Wydawcy na całym świecie głośno sprzeciwiają się bezpłatnemu wykorzystywaniu treści przez główne platformy. Wielkie platformy społecznościowe konsumują treści wydawcy, nic nie płacąc. Organizacje informacyjne twierdzą, że ten sposób prowadzenia działalności prowadzi do ich bankructwa. Muszą zarabiać na swoich treściach, aby pokryć regularne wydatki. W odpowiedzi firmy technologiczne argumentują, że kierują widzów na stronę wydawcy za darmo.
Do tej pory Unia Europejska mogła skutecznie zmusić Google do zawarcia ugody z wydawcami na kontynencie. W innym przypadku australijski parlament zobowiązał Big Tech do zapłacenia wydawcom wiadomości 200 milionów dolarów. Oczywiście są też sprzeciwy. Meta zagroziła, że usunie wiadomości z Facebooka i Instagrama w Kanadzie, jeśli kraj kiedykolwiek zmusi ich do płacenia wydawcom za korzystanie z ich treści.
Meta i Google muszą zapłacić setki milionów dolarów organizacjom informacyjnym w Kalifornii, jeśli ustawa AB 886 zostanie przyjęta
Ustawa AB 886 w Kalifornii ma teraz na celu skłonienie Big Tech do ugody z serwisami informacyjnymi w stanie. Ustawa wymaga, aby główne platformy społecznościowe dzieliły się swoimi przychodami z reklam z punktami sprzedaży, z których otrzymują wiadomości. Pieniądze trafiają do puli, a każdy serwis informacyjny otrzymuje sprawiedliwy udział w drodze arbitrażu.
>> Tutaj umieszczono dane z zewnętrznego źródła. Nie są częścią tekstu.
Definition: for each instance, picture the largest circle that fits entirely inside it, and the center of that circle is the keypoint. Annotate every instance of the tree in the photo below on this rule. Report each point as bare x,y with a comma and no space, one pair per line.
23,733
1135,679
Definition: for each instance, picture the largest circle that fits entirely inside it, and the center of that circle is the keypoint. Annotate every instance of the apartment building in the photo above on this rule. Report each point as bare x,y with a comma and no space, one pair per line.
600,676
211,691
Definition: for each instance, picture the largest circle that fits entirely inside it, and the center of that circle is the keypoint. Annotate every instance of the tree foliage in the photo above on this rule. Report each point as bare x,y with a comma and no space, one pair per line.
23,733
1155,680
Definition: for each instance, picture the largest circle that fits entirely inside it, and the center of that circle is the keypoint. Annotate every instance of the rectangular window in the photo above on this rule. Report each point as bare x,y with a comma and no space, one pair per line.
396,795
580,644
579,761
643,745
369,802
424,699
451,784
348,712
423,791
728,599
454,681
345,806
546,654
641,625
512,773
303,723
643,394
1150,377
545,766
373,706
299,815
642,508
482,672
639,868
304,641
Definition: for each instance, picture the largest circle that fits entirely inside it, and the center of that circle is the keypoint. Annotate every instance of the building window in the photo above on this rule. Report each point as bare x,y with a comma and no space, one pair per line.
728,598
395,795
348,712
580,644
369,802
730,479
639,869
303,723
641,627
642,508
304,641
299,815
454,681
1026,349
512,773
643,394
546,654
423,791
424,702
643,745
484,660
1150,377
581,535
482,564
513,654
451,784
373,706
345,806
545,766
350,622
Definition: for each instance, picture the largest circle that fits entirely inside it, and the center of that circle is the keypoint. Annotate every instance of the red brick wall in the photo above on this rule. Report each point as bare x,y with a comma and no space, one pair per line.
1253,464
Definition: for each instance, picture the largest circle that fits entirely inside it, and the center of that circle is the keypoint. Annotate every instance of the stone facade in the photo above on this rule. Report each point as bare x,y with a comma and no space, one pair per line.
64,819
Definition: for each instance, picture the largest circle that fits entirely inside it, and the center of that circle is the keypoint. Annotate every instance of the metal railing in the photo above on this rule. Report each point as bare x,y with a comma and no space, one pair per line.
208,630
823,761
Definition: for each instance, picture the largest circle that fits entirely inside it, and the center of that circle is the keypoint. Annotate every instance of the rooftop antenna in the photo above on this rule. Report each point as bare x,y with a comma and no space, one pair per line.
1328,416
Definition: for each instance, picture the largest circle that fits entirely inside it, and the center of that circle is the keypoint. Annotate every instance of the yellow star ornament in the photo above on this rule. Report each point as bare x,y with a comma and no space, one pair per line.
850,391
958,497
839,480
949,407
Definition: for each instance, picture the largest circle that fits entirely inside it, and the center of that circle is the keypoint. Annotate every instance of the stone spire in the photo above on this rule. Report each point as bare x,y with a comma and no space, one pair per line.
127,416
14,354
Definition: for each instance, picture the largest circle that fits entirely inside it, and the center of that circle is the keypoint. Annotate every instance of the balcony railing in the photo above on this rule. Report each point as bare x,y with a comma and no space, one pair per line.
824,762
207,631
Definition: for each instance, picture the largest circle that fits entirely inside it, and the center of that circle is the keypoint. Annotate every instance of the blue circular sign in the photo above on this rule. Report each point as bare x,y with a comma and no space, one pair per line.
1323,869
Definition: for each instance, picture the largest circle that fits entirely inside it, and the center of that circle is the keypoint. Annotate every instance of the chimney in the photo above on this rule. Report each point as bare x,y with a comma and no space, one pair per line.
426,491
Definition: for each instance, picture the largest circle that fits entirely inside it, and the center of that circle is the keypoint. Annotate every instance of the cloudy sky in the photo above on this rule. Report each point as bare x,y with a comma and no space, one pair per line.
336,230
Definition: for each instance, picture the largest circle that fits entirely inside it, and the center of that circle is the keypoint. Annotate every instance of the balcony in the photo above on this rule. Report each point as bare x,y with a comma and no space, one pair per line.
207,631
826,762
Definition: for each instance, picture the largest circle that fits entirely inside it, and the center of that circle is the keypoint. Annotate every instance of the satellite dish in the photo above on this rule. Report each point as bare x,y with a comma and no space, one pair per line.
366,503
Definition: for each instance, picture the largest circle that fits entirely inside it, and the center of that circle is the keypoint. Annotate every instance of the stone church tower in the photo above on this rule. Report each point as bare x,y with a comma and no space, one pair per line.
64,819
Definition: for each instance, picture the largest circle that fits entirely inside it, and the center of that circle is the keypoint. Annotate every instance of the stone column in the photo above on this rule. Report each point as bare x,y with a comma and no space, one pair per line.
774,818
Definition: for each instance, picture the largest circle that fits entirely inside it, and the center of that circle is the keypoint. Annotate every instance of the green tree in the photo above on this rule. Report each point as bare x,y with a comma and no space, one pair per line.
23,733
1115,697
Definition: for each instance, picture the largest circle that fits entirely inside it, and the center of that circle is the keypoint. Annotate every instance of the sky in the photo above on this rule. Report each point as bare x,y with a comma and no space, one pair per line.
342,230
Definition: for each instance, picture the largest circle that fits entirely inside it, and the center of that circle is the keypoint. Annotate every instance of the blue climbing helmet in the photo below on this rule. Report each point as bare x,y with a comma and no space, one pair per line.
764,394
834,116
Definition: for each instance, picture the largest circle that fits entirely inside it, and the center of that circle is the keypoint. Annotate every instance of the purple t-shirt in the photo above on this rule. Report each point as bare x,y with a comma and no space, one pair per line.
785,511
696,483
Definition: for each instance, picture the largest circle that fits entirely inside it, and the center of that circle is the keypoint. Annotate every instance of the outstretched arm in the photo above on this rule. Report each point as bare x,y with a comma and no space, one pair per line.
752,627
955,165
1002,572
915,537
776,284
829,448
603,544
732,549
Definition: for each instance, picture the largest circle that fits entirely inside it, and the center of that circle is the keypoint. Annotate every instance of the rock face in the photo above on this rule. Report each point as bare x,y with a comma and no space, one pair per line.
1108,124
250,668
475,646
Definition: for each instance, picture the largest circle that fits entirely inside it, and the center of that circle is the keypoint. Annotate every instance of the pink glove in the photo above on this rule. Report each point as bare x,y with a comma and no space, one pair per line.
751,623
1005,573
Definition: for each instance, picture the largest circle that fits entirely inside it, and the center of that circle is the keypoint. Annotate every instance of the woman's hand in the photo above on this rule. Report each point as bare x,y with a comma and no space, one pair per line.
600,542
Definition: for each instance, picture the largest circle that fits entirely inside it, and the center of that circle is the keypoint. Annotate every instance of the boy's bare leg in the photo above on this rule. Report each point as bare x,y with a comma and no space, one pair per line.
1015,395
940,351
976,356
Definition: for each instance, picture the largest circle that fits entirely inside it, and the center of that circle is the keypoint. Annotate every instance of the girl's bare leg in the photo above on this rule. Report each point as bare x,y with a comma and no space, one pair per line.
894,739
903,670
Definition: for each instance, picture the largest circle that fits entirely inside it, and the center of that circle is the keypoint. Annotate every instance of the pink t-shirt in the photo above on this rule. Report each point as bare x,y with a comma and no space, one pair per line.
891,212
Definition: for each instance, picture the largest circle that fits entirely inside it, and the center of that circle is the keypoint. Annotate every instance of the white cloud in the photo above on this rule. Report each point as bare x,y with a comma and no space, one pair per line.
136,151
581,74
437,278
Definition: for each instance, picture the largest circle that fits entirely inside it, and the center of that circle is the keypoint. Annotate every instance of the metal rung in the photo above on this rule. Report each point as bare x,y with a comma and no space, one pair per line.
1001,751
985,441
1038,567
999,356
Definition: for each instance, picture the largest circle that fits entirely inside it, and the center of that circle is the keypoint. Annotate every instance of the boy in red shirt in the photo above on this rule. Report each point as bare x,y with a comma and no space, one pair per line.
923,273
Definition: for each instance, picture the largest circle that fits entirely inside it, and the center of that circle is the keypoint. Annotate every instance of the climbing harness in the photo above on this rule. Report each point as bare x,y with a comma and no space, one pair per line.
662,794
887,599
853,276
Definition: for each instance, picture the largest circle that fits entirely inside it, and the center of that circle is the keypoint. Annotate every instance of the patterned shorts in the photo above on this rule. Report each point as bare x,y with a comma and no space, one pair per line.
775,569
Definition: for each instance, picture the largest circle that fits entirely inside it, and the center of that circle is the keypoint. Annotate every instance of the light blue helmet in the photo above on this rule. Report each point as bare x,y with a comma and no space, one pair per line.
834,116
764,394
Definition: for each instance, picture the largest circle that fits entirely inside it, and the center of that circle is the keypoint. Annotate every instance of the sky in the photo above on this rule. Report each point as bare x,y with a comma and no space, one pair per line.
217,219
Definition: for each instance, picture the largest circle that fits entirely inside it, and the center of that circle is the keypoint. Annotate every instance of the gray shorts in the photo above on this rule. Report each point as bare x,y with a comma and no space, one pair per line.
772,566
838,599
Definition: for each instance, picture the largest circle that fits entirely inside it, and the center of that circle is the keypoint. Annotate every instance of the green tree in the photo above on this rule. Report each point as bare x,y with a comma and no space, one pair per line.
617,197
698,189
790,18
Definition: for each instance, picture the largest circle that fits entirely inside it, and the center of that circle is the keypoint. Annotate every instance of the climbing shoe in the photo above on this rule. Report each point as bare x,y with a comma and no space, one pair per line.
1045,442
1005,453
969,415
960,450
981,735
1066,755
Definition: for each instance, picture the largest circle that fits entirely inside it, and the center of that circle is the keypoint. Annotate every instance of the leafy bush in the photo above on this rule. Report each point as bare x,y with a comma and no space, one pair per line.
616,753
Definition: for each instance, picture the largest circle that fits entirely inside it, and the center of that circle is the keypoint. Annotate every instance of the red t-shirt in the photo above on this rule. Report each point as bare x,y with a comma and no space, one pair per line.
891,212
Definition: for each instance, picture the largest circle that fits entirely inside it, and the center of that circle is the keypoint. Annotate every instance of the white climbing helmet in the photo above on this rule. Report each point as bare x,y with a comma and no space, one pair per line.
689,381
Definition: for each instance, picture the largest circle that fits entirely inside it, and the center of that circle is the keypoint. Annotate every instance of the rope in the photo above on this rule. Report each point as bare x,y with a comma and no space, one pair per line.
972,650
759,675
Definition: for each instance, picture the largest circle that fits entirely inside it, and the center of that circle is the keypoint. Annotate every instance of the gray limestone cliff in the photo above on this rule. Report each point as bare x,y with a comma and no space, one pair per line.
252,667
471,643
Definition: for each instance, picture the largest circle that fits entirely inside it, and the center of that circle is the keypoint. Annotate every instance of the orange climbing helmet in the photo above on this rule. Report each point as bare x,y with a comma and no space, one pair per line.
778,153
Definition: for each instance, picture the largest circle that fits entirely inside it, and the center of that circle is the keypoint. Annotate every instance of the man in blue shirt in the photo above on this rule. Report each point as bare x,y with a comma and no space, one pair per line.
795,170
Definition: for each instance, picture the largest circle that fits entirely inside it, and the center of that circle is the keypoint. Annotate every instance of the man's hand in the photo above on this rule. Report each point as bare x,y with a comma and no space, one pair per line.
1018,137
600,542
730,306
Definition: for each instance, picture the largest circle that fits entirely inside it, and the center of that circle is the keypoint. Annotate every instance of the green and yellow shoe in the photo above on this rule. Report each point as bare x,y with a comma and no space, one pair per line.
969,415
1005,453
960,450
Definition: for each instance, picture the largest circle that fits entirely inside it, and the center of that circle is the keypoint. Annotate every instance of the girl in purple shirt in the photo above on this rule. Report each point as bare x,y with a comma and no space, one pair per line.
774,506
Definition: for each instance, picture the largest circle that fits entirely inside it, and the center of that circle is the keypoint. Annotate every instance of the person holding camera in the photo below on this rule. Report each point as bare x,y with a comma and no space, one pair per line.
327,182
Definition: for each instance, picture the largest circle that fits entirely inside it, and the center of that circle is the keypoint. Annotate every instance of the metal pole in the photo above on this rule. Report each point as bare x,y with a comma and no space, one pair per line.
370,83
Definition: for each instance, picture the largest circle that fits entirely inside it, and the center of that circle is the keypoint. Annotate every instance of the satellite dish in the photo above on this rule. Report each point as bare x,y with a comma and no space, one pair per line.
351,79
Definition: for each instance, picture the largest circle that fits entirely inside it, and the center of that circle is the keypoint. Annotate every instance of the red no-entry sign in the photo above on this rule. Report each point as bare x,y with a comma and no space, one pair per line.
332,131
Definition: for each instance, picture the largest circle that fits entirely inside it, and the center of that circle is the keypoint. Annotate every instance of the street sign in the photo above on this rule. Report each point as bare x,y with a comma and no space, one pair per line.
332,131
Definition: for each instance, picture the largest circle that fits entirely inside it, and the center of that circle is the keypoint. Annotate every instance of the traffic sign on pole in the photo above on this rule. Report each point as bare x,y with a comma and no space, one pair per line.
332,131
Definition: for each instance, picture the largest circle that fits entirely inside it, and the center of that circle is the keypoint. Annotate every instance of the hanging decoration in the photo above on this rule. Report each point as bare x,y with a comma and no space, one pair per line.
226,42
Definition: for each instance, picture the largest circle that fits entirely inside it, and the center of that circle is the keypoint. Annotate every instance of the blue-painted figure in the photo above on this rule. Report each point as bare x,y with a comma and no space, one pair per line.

Ustawa jest wspierana przez Media Guild of the West i Pacific Media Workers Guild, dwa główne związki zawodowe dziennikarzy w Kalifornii. Inne organizacje medialne w stanie z pewnością poparłyby ustawę, ponieważ przynosi ona nowe pieniądze ich biznesowi. Ustawa AB 886 trafi na posiedzenie Senackiej Komisji Sądownictwa 11 lipca, podczas gdy 1 czerwca przeszła już przez Zgromadzenie przy poparciu obu partii.
Plany informacyjne, które kwalifikują się do otrzymania funduszu, muszą wydać 70% budżetu pieniądze na pracę w redakcji. Oznacza to, że żaden dziennikarz nie zostanie zwolniony w celu obniżenia kosztów, a także mogą powstać nowe miejsca pracy. Ponadto punkty sprzedaży muszą w przejrzysty sposób informować o tym, ile środków otrzymują i jak są one wydawane.
Zgodnie z oczekiwaniami Big Tech nie jest zadowolony z AB 886 i podobnych rachunków. Twierdzą, że ustawa może stworzyć „fundusz poślizgowy” dla dużych przedsiębiorstw medialnych poza Kalifornią i doprowadzić do konfliktu interesów. Krytycy twierdzą również, że ustawa może skusić serwisy informacyjne do promowania historii typu „clickbait” w celu zwiększenia ruchu na ich stronach internetowych w celu zarobienia większych pieniędzy.
Nie wiadomo, jak AB 886 wejdzie w życie w Kalifornii i czy Big Tech zgadza się płacić sprawiedliwy udział serwisom informacyjnym. Jednak organizacje informacyjne w Kalifornii cierpią z powodu braku funduszy niezbędnych do utrzymania działalności, a AB 886 może być rozwiązaniem tego problemu.